UC Riverside, May 30, 2012
New research by a University of California, Riverside psychologist raises serious questions about eyewitness identification procedures that are being adopted by police departments across the United States.
These new procedures are designed to reduce the kinds of false identification errors that can lead to wrongful convictions of innocent people.
While it has long been held that these changes reduce false identifications with little or no loss of correct identifications, UC Riverside psychology professor Steven E. Clark suggests that that is not the case.

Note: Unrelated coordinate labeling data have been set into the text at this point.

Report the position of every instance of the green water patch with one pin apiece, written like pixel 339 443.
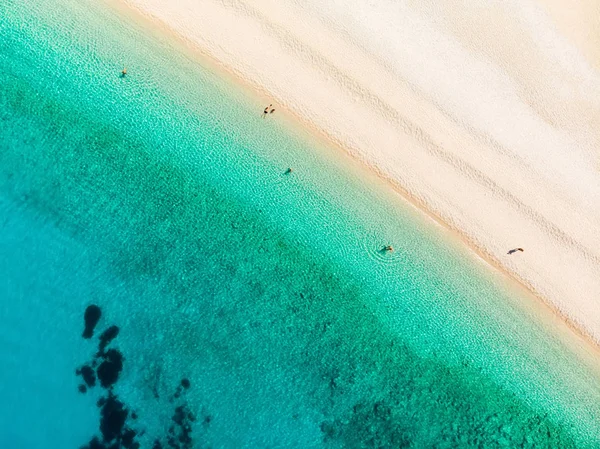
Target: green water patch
pixel 180 188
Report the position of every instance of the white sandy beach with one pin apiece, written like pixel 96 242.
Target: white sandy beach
pixel 484 113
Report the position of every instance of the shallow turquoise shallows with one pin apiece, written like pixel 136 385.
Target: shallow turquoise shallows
pixel 162 197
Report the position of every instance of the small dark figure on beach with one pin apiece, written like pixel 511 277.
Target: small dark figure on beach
pixel 266 111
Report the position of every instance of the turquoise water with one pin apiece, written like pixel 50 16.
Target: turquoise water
pixel 162 197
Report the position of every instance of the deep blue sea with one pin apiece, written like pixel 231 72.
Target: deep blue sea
pixel 230 302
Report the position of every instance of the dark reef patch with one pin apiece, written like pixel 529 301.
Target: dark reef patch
pixel 91 317
pixel 106 337
pixel 114 414
pixel 110 368
pixel 88 375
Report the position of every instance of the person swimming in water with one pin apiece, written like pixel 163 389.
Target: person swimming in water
pixel 266 111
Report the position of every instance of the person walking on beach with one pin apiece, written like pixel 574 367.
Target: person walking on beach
pixel 266 111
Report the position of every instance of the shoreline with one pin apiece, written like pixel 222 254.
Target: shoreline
pixel 305 126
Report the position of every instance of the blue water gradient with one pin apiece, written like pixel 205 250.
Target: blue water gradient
pixel 162 197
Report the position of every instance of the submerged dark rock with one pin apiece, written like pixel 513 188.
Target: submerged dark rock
pixel 91 317
pixel 127 439
pixel 109 370
pixel 106 337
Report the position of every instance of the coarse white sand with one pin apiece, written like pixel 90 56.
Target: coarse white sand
pixel 484 112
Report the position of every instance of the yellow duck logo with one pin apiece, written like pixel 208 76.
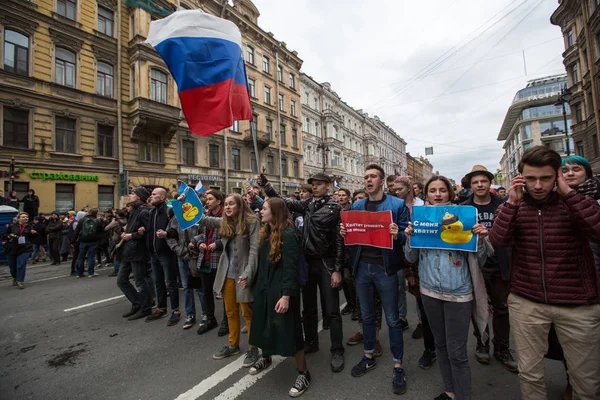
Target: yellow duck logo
pixel 452 230
pixel 189 212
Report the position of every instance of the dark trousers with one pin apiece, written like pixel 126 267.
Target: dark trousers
pixel 450 326
pixel 142 298
pixel 208 279
pixel 498 293
pixel 164 270
pixel 319 277
pixel 54 246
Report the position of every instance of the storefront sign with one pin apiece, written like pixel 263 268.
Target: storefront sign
pixel 62 177
pixel 212 178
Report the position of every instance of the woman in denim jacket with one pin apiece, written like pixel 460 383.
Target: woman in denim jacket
pixel 452 290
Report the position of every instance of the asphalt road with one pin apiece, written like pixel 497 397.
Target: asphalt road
pixel 64 338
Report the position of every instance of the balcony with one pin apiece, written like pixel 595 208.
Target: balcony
pixel 262 139
pixel 152 116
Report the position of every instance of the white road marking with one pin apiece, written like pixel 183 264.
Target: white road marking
pixel 240 386
pixel 94 303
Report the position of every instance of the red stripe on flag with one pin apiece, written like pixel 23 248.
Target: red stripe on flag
pixel 212 108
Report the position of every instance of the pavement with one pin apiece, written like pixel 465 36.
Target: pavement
pixel 64 338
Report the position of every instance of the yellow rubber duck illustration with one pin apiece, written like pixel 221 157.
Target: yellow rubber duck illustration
pixel 189 212
pixel 452 230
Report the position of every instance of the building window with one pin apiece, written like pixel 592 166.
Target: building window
pixel 158 86
pixel 106 140
pixel 150 148
pixel 106 197
pixel 213 155
pixel 65 67
pixel 16 52
pixel 188 152
pixel 104 80
pixel 282 135
pixel 65 197
pixel 105 21
pixel 16 128
pixel 575 73
pixel 253 164
pixel 570 38
pixel 64 135
pixel 235 159
pixel 66 8
pixel 269 130
pixel 270 165
pixel 250 55
pixel 252 88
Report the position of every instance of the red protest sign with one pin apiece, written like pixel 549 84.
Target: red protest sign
pixel 368 228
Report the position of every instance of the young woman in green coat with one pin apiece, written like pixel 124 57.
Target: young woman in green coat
pixel 276 318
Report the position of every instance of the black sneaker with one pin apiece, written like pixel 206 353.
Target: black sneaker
pixel 418 332
pixel 224 328
pixel 399 381
pixel 365 365
pixel 427 359
pixel 139 314
pixel 207 325
pixel 404 324
pixel 506 358
pixel 132 311
pixel 260 365
pixel 302 383
pixel 311 347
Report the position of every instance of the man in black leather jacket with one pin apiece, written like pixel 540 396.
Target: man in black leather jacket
pixel 324 250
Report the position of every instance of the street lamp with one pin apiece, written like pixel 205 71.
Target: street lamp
pixel 564 98
pixel 324 148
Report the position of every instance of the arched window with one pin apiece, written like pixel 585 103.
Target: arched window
pixel 65 67
pixel 104 79
pixel 16 52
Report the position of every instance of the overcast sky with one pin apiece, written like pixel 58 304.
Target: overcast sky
pixel 381 56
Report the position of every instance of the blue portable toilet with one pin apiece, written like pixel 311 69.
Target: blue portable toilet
pixel 7 213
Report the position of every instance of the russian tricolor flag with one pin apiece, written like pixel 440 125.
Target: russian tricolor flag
pixel 204 55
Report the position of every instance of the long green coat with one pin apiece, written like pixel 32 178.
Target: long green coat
pixel 274 333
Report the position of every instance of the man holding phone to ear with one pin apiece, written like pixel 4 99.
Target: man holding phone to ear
pixel 552 277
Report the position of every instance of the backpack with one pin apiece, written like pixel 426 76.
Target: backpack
pixel 89 228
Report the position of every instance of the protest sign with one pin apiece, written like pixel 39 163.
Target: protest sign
pixel 368 228
pixel 444 227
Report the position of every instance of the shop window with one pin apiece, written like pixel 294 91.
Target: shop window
pixel 15 128
pixel 150 148
pixel 65 197
pixel 64 135
pixel 106 140
pixel 21 187
pixel 188 152
pixel 106 197
pixel 16 52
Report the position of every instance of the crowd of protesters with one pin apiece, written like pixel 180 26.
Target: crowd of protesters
pixel 536 271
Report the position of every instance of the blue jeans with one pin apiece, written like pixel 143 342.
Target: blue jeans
pixel 89 249
pixel 188 293
pixel 371 277
pixel 17 265
pixel 164 270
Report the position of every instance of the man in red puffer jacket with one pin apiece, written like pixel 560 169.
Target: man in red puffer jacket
pixel 553 279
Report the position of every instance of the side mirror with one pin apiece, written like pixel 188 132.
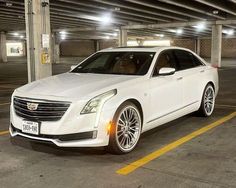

The loss of correct identifications can be significant, Clark says. Importantly, the new procedures may, under some circumstances, lead to identification evidence that is less accurate than the identification evidence from the procedures they are designed to replace. Policymakers need to look very carefully at the data from empirical studies as they consider adopting new procedures, he cautions.
Clark's study, "Costs and Benefits of Eyewitness Identification Reform: Psychological Science and public Policy," appears in the May issue of the peer-reviewed journal Perspectives on Psychological Science, published by the Association for Psychological Science.
Clark has been involved in more than 200 criminal and civil cases, has consulted with prosecution and defense attorneys, and has testified as an expert in federal and state courts in six states, including California. Much of his research has been funded by the National Science Foundation.
In the paper, the psychologist notes that the reforms are directed at fundamental aspects of the identification process: How lineups are constructed, what witnesses are told and how they are instructed prior to the lineup, the way that the lineup is presented, and what police officers should and should not say and do during the identification procedure.
"Whether policymakers decide to adopt or not adopt these new procedures is up to them," he says. "In order to make those policy decisions, they need to know clearly what the benefits are and what the costs are."
For some of the new procedures the cost-benefit trade-offs are clear. For other procedures, Clark suggests that the critical research has not been done. For example, one of the new procedures coming into use requires that the police officer who shows the lineup not know which person in the lineup is the suspect. In this "blind" procedure, the police officer would not know whether the suspect was second, third or sixth in the lineup. The blind procedure prevents police officers from deliberately or inadvertently cuing witnesses about who they should pick from the lineup.
"The principle behind blind lineup administration is solid," Clark says. "If the criminal justice system is concerned that the police might inadvertently communicate their expectations to witnesses, then a good solution is for the police to not have expectations by not knowing which person in the lineup is the suspect. However, many ideas that seem right in principle don't actually work, or have unintended side effects. The principle behind the blind lineup may be solid, but solid data would be better."